Altos funcionários, como o secretário de Defesa, o procurador-geral e o comandante do Estado-Maior, informaram na semana passada a situação a Trump, e as conversas prosseguiram nesta terça-feira, segundo a Casa Branca.
O presidente Trump e os altos funcionários presentes também concordaram com a necessidade de pressionar o Congresso para que aprove urgentemente uma legislação que feche as lacunas jurídicas exploradas pelo tráfico criminoso, o narcoterrorismo e as organizações de contrabando, completa o comunicado.
A iniciativa é a mais recente na cruzada anti-imigração de Trump, cuja proposta de construir um muro na fronteira sul do país não recebeu os fundos orçamentários pedidos.
Trump já sugeriu que os militares ajudem no financiamento e na construção do muro.
– México defenderá seus interesses –
Consultado pela AFP, o Pentágono negou estar a par de uma mobilização militar na fronteira sul do país, mas assinalou que já houve operações assim antes.
Os antecessores de Trump – Barack Obama em 2010 e George W. Bush entre 2006 e 2008 – enviaram a Guarda Nacional, um corpo de reserva do Exército, para patrulha e controle fronteiriço.
O governo do México disse nesta terça-feira que espera mais clareza da Casa Branca sobre o anúncio do presidente Donald Trump de militarizar a fronteira entre ambos os países.
O México solicitou aos EUA, pelos canais oficiais, que esclareça o anúncio sobre o uso do exército na fronteira, escreveu o chanceler mexicano Luis Videgaray, no Twitter.
Videgaray acrescentou que o governo do México definirá postura em função desse esclarecimento, sempre em defesa de nossa soberania e interesse nacional.
Trump afirmou nesta terça-feira que o México, o qual costuma acusar de não fazer o suficiente para deter o fluxo de imigração ilegal, havia agido para impedir a caravana de migrantes a seu pedido. Mas reclamou da frouxidão das leis americanas para enfrentar o problema.
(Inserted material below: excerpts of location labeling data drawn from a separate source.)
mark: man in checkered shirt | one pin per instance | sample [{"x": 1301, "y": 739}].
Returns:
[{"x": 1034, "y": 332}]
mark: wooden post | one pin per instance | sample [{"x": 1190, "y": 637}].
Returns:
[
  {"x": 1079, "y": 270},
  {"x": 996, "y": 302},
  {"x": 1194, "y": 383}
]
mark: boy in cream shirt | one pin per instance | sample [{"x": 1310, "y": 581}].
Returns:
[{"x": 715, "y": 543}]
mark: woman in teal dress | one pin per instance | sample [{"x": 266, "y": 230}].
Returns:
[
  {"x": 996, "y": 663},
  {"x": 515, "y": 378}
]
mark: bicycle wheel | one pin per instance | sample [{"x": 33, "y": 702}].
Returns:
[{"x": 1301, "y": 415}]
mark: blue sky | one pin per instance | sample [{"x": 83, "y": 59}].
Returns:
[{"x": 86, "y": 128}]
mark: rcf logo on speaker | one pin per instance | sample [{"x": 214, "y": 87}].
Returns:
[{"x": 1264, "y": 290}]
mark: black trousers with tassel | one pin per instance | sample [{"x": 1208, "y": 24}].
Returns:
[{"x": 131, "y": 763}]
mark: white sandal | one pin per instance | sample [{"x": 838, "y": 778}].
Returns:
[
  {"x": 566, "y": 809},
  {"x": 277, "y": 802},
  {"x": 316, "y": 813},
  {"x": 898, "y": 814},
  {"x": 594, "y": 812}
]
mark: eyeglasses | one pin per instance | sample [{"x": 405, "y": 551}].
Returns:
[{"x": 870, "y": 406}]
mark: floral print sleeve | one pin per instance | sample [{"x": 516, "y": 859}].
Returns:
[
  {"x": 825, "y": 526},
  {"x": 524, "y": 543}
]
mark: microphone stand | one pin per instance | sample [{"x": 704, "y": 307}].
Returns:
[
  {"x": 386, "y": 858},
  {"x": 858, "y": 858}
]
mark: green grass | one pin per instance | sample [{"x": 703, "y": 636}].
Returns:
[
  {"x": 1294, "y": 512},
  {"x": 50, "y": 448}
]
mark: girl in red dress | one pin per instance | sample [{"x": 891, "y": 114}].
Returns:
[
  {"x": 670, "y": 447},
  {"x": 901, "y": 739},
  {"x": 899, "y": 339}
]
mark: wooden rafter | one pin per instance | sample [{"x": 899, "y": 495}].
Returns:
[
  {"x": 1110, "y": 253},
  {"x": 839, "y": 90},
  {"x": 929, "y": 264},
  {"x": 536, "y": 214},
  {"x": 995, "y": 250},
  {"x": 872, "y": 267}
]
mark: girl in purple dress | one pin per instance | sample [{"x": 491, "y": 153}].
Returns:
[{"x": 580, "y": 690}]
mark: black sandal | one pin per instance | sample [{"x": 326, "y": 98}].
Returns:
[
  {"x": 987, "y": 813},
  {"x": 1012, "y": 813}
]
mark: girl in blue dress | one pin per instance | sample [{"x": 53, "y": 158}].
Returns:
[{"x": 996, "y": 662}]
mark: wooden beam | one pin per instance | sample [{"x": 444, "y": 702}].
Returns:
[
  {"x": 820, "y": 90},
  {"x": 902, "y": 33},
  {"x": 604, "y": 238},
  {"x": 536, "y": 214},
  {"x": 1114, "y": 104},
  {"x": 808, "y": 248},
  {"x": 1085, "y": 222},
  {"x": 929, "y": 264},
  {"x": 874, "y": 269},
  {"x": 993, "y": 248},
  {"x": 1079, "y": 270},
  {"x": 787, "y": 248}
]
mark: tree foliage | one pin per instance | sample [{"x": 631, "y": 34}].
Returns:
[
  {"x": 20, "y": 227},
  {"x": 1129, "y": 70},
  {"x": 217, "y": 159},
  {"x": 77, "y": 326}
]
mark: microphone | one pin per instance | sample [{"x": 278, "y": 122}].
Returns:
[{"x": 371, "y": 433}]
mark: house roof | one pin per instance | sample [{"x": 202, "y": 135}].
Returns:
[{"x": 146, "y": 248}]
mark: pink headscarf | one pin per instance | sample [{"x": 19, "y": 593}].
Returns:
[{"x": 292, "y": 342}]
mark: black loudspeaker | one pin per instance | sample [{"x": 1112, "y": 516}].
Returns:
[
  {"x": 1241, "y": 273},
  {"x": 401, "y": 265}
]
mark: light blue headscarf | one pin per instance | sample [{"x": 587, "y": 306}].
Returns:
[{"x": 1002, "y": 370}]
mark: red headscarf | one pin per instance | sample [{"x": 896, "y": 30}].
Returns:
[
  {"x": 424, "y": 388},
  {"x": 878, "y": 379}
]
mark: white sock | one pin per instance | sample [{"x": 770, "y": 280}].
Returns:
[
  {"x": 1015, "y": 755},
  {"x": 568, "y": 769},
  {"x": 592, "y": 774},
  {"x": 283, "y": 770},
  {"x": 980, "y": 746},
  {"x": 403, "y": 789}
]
A caravana me deixa muito triste porque isso não pode acontecer com os Estados Unidos, onde há milhares de pessoas que simplesmente decidem entrar em nosso país. E não temos leis que possam protegê-lo, disse.
Trump criticou a caravana depois que meios de comunicação conservadores americanos destacaram o tema em sua cobertura no fim de semana.
– A caravana continua –
Se chegar a nossa fronteira, nossas leis são tão fracas e patéticas… é como se nem tivéssemos fronteira, acrescentou o presidente, que atacou Obama por debilitar a segurança fronteiriça.
A caravana é realizada anualmente há uma década para dar visibilidade ao calvário sofrido pelos migrantes em sua passagem pelo México.
Organizada pela ONG Pueblos Sin Fronteras, a Via-crúcis Migratória 2018 partiu em 25 de março do estado mexicano de Chiapas, fronteiriço com a Guatemala.
Cerca de 80% de seus integrantes são hondurenhos, e os outros são guatemaltecos, salvadorenhos e nicaraguenses que fogem da violência a pobreza de seus países.
A caravana continua, declarou à AFP um membro da coordenação, sob condição de anonimato.
Estamos dormindo nos parques. Só estendemos algo ali para nos sentirmos um pouco mais confortáveis e dormir, contou Nixon Gómez, um migrante hondurenho.
– Honduras e Nafta ameaçados –
Mais cedo nesta terça-feira, Trump tuitou que a ajuda dos Estados Unidos a Honduras está em jogo se a caravana não parar sua marcha.
É melhor que a grande caravana de pessoas de Honduras, que agora cruza o México e se dirige para nossa fronteira de Leis Fracas, seja detida antes de chegar aqui. A galinha dos ovos de ouro do Nafta (Tratado de Livre-Comércio da América do Norte) está em jogo, assim como a ajuda estrangeira a Honduras e aos países que permitiram isso acontecer. O Congresso DEVE AGIR AGORA! – disse.
Em sua série de tuítes anti-imigração de domingo e segunda, Trump já havia ameaçado abandonar o Nafta e exigiu ao Congresso americano leis migratórias mais estritas.
No orçamento finalmente aprovado em março, Trump conseguiu somente 1,6 bilhão de dólares para o projeto do muro, muito menos que os 25 bilhões solicitados.
Este financiamento inicial conseguiria pagar apenas 160 quilômetros do muro, e Trump propôs na semana passada usar o orçamento do Pentágono para construir o restante.